Basically, de-duplication software can look at all of the traffic moving across a WAN and ferret out the repetitive patterns. Then, rather than resending duplicate information, it is delivered locally. Take a 20-page PowerPoint presentation as an example: If just one slide has been changed, then that single slide would be the only one to move across the WAN.

In PCC’s case, the goal is to “leverage current technology as much as possible,” says Mary Beutjer, the co-op’s systems administrator. PCC is in the midst of integrating all of its systems, from ordering and receiving to sales, and automating as much as possible.

“There’s a lot of data that has to go back and forth between our stores and our office,” Beutjer says. “This just makes all of those file transfers more efficient.” That’s especially so with large batches, which previously were scheduled to run overnight.

“For the most part, things weren’t screeching to a halt, but occasionally, if we had to push down a bunch of information during the day with price changes or this or that, it would really slow things down,” she says. “Our primary goal in accelerating the network was to enhance the experience for those working at the store’s offices.
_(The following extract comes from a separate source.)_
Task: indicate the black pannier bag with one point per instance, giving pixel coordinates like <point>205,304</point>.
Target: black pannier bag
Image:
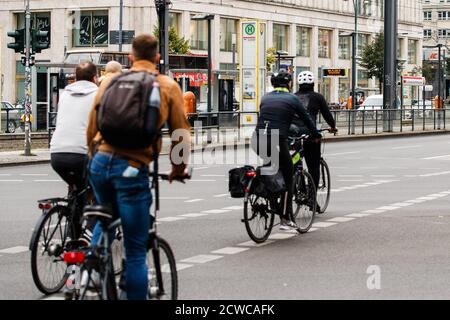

That’s where there’s more of the impact, where people are happy with the performance.”

Future-proofing the WAN
When companies optimize their solutions for each individual application, Aaron says, each new version of that application may require an upgrade of the WAN optimization device. The difference with Silver Peak’s NX appliance, he says, is that it focuses on “future-proofing the WAN.”

Every few months, he says, “there’s a new application being introduced in the average store or enterprise. Every year or so, people are looking at new applications to bump up their bandwidth.

“Our whole goal is to create a really flexible solution [such] that we don’t care what application comes down the road, we don’t care what the size of your link is down the road — we’re going to give you a flexible environment so you can deploy optimization with confidence,” he says.

Based in Seattle, PCC is a certified organic retail cooperative with sales of $115 million and an active membership of more than 42,000 households. The largest organic grocery co-op in the United States, it dates to 1953, when the Puget Consumers Co-op was headquartered in a garage.

At its inception, Beutjer says, the cooperative was simply about people banding together to buy groceries at lower prices. Now, however, PCC operates nine stores that offer a mix of gourmet and organic foods, much of it locally sourced. PCC opened the first grocery store in the United States to earn LEED gold certification for “green” design, and the goal for its newest store in Edmonds, Wash., is LEED platinum status.

In the sweet spot
PCC fits into the “sweet spot” of Silver Peak’s focus on helping large enterprises, which is based on the size of the WAN (or how much data is being moved), the number of locations involved and the number of applications a company runs over the WAN. For her part, Beutjer couldn’t be happier.

“Pretty much anything that’s not encrypted is dramatically sped up,” she says, “particularly once it’s been previously copied. Once the devices have seen that data on either end, subsequent transfers speed up dramatically. Our people often work with large spreadsheets, and the time it takes to open them has been reduced dramatically. It’s the same thing for pushing down batches; they just disappear really fast, as opposed to slowly having to wait for the process to finish on our end.”

Beutjer also is pleased that installation is easy enough that she’s been able to do it herself with the help of Silver Peak technicians. A global management system provides templates for the installation, but the company also offers to place experts onsite to make it “as easy as possible,” Aaron says.